Goal: customer cluster on v0.1, runbook accurate, signed off.

3.1 Tag v0.1.0 from master after feat/iot-walking-skeleton is merged.
3.2 Run e2e-prod-shape.sh against the customer's prod OKD cluster. Every diff between scripted and reality goes back into the script — so the script is the runbook.
3.3 Production-shape doc twin of docs/guides/fleet-staging-install.md. Deltas only, ~50 lines.
3.4 docs/guides/fleet-device-enrollment.md — operator-facing enrollment runbook. Captures the SSO --admin-oidc-client-id resolution and the --device-id RFC1123 validation we locked in on 2026-05-06.
3.5 Operational basics: revoke a device, rotate a key, read the operator's logs, read NATS. Bullet lists are fine — bullet- list-quality docs beat missing docs.

Day 3 done when: customer's prod cluster runs real workloads, the runbook is what we actually used, and we'd hand operations to someone else.

In parallel — frontend (junior, ~1 week, target Day 5 merge)

Junior owns end-to-end. Spec:

F.1 Read-only Leptos SPA. Devices + Deployments + per-device drilldown (DeviceInfo + last-heartbeat + agent version).
F.2 NATS tail panel. SSE stream of device-info and device-state updates, plain text.
F.3 Served by the operator pod itself (one less Deployment). SSO via the existing Zitadel device-code app (harmony-cli).
F.4 Not in v0.1: write paths, metrics dashboards, fleet- wide rollout views, NATS GUI. None of those.

This validates the platform is observable from outside the operator's logs — the customer's specific ask.

What slips to v0.2+ (post-prod backlog)

No calendar pressure on these; sequence after we see real customer usage.
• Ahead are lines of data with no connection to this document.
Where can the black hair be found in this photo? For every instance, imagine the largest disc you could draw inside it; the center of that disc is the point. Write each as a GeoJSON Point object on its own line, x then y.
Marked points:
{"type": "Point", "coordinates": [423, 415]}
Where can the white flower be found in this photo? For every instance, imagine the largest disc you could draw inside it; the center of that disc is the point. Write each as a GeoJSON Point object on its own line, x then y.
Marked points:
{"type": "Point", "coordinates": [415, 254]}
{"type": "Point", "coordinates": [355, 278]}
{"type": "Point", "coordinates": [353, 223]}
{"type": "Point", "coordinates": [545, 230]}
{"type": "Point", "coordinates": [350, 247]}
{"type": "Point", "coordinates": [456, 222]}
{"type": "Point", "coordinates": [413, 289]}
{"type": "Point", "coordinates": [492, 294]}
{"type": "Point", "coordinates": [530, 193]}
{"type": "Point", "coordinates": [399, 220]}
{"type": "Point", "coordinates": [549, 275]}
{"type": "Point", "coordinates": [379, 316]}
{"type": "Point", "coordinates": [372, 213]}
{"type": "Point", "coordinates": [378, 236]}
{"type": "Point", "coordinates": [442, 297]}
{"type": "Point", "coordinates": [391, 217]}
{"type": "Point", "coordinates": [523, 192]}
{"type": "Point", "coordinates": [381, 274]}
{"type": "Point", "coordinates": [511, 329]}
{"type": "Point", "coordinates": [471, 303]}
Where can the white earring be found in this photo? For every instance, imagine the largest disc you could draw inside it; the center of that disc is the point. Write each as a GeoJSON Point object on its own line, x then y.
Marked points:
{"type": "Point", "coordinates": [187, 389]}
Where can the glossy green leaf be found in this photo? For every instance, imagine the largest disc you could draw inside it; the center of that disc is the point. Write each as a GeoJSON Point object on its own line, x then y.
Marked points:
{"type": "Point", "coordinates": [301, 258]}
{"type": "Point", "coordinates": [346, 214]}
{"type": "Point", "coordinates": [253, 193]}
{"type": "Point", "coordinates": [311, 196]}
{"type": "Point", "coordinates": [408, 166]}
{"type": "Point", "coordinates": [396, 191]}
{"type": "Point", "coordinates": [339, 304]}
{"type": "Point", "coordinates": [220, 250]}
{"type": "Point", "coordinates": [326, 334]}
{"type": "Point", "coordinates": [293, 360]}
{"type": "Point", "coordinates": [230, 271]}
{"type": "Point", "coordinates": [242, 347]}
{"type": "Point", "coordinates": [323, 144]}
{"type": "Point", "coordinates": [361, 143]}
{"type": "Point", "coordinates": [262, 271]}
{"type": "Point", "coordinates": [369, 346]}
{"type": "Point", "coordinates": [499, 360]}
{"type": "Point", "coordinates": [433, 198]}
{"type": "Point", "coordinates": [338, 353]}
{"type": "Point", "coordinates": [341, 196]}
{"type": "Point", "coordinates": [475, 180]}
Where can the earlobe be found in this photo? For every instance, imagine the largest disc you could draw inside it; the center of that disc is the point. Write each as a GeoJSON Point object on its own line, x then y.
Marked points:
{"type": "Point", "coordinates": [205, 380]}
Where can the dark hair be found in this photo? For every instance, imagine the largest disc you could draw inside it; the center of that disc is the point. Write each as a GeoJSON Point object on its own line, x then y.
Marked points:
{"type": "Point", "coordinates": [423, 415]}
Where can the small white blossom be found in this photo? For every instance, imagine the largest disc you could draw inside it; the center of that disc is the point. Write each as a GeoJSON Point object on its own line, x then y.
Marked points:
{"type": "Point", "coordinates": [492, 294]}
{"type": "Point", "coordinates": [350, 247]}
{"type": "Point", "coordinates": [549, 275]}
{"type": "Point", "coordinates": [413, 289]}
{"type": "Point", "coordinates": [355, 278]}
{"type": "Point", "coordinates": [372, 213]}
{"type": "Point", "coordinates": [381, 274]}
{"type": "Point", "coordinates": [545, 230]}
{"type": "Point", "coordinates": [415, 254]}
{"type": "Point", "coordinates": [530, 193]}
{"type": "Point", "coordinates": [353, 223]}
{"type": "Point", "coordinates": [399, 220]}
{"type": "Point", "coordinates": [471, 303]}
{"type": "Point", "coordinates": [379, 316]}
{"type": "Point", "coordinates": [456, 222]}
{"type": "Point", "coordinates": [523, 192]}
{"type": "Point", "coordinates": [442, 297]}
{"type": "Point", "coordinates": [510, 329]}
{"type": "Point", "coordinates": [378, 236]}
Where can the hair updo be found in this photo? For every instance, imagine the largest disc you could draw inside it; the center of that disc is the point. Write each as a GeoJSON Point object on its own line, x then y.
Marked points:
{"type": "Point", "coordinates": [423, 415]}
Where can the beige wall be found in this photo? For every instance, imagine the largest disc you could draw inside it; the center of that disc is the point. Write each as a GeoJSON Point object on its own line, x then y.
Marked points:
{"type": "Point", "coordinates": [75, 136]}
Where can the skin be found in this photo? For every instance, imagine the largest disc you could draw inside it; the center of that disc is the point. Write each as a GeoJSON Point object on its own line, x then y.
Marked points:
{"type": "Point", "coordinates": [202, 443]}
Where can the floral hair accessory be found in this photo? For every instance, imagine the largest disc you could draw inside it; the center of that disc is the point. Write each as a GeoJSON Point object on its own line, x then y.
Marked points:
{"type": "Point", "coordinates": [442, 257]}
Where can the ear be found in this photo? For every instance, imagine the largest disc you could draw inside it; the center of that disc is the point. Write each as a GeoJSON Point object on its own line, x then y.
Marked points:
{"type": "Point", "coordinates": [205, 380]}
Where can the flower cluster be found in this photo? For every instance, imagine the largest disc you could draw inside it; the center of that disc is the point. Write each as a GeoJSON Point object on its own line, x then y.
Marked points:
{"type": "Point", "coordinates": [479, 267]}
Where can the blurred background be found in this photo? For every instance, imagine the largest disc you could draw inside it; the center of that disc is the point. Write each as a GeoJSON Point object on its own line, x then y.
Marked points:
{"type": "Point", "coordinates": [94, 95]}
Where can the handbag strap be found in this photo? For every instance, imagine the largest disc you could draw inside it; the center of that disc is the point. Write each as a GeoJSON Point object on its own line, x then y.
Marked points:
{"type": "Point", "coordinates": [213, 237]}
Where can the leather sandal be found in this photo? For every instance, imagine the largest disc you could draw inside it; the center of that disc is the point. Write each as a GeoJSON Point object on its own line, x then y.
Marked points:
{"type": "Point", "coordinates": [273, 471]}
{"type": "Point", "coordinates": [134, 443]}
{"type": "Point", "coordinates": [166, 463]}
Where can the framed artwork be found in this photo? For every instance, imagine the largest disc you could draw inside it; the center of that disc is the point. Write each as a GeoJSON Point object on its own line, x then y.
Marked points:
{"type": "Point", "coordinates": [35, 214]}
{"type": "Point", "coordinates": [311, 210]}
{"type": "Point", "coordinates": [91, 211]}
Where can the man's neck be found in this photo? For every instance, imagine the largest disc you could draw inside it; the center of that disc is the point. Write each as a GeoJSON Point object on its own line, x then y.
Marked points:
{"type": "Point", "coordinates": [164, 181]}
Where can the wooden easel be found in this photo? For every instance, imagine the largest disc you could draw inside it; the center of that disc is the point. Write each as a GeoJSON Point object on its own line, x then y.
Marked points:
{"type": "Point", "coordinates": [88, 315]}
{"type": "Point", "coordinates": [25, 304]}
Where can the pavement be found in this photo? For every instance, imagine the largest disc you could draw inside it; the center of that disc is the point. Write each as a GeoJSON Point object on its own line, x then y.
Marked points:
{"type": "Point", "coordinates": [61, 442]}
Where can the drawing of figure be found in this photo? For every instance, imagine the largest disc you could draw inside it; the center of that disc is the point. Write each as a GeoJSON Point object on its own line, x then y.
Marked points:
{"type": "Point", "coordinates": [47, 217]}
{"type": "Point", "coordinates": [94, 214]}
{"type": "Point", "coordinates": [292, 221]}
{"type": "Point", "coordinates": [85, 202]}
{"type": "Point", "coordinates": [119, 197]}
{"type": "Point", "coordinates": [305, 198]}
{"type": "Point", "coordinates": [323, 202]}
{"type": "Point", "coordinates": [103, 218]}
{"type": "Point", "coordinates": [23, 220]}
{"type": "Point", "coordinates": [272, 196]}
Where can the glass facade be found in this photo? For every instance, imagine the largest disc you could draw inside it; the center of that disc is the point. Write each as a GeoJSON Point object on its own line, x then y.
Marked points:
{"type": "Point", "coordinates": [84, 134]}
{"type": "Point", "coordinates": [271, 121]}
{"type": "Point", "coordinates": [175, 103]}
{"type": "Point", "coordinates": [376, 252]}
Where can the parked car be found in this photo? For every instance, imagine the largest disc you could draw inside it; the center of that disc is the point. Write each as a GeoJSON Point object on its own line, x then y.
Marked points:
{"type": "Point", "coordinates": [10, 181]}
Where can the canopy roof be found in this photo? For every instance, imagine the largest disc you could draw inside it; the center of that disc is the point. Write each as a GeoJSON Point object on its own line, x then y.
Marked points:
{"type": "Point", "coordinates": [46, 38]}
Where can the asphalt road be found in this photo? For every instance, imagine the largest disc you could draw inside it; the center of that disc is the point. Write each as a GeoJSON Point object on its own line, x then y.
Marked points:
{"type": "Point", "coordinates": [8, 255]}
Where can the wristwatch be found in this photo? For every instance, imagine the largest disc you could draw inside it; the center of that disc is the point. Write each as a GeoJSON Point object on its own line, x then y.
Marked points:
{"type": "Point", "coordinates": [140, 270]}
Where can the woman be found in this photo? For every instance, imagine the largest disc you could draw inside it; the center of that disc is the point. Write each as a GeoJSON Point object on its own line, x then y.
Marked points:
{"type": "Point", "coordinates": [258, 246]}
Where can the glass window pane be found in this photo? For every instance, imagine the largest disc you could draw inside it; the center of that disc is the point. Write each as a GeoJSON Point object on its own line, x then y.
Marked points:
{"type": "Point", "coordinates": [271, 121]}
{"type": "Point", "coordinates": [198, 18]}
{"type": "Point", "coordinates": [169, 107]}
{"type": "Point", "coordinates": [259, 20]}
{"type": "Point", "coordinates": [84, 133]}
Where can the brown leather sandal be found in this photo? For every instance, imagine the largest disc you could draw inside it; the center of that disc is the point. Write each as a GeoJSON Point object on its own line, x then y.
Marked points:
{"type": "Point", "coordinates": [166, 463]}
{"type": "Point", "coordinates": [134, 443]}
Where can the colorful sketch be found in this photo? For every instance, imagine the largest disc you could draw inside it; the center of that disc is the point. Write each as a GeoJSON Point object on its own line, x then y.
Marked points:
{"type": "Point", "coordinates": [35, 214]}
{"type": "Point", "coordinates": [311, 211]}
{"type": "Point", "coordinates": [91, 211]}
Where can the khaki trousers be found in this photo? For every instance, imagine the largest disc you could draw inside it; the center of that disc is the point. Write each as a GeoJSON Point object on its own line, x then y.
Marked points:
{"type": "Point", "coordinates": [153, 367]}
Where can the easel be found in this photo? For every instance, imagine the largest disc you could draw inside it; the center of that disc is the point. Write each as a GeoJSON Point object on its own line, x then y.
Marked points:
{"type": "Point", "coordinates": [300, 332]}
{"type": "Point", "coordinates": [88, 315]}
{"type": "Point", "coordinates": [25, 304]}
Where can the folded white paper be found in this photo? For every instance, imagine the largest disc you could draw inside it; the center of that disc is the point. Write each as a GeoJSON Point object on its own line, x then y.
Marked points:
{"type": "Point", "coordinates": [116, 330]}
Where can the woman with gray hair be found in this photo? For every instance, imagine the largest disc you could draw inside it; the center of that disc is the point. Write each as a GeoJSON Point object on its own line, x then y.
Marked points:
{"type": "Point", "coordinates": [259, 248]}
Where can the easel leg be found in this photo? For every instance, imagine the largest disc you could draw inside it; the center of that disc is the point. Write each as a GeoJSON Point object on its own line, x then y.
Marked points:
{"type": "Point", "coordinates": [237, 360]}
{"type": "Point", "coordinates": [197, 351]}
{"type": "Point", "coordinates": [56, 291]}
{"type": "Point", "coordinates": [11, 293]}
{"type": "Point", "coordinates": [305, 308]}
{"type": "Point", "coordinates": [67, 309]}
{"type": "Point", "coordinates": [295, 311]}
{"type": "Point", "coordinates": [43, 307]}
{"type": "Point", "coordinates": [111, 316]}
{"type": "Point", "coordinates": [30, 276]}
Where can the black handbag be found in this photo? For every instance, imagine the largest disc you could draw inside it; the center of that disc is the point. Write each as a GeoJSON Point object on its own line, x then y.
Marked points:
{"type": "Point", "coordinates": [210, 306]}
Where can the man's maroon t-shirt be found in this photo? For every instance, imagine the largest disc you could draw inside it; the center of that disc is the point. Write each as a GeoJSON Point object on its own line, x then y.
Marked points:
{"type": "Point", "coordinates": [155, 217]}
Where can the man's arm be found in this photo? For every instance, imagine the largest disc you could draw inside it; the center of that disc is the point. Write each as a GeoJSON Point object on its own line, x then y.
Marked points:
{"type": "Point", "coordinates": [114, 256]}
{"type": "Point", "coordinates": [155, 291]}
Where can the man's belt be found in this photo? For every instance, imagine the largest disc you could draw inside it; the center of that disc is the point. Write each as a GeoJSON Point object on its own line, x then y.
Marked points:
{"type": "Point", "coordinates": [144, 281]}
Item	Why deferred	Cost when we do it
Pluggable `harmony` CLI (kubectl-style PATH discovery) + `harmony-fleet` plugin	Customer doesn't run it themselves yet; we do. Examples are good enough.	~1 week, mostly rename/restructure given Day 1's API freeze.
Physical refactor of `harmony/modules/fleet/` → `fleet/harmony-fleet/`	The Day-1 façade settles the design; the move is mechanical and the ADR for it is still in draft.	~2 days.
Agent upgrade implementation (ADR ships Day 2; impl later)	First customer fleet is small enough to hand-upgrade if needed.	~1 week.
ArgoCD chart publishing	Customer uses ArgoCD downstream but their initial deploy goes through harmony directly.	~3 days.
Full CI e2e (k3d nightly + libvirt + OKD daily)	Manual rehearsal works for one customer.	~1 week + runner capacity.
OpenBao integration (replaces `ZitadelClientConfig` cache file)	Cache file works for single-operator use; OpenBao is the multi-operator answer.	~1 week.
`harmony run <ScoreName> --field=value` ad-hoc Score CLI	No v0.1 customer flow needs it.	~2 weeks (Score-flag derive macro is the hard part).
Fleet-wide rollout strategies (canary, %-based) on top of the agent-upgrade primitive	Single-device upgrade is sufficient until >100-device fleets.	~1 week.
Drop `K8sAnywhereTopology` for ad-hoc Score execution; introduce `K8sBareTopology`	Per the existing v0_1 §"Principles". Not blocking prod.	~3 days.

Principles (kept verbatim from v0_1, still load-bearing)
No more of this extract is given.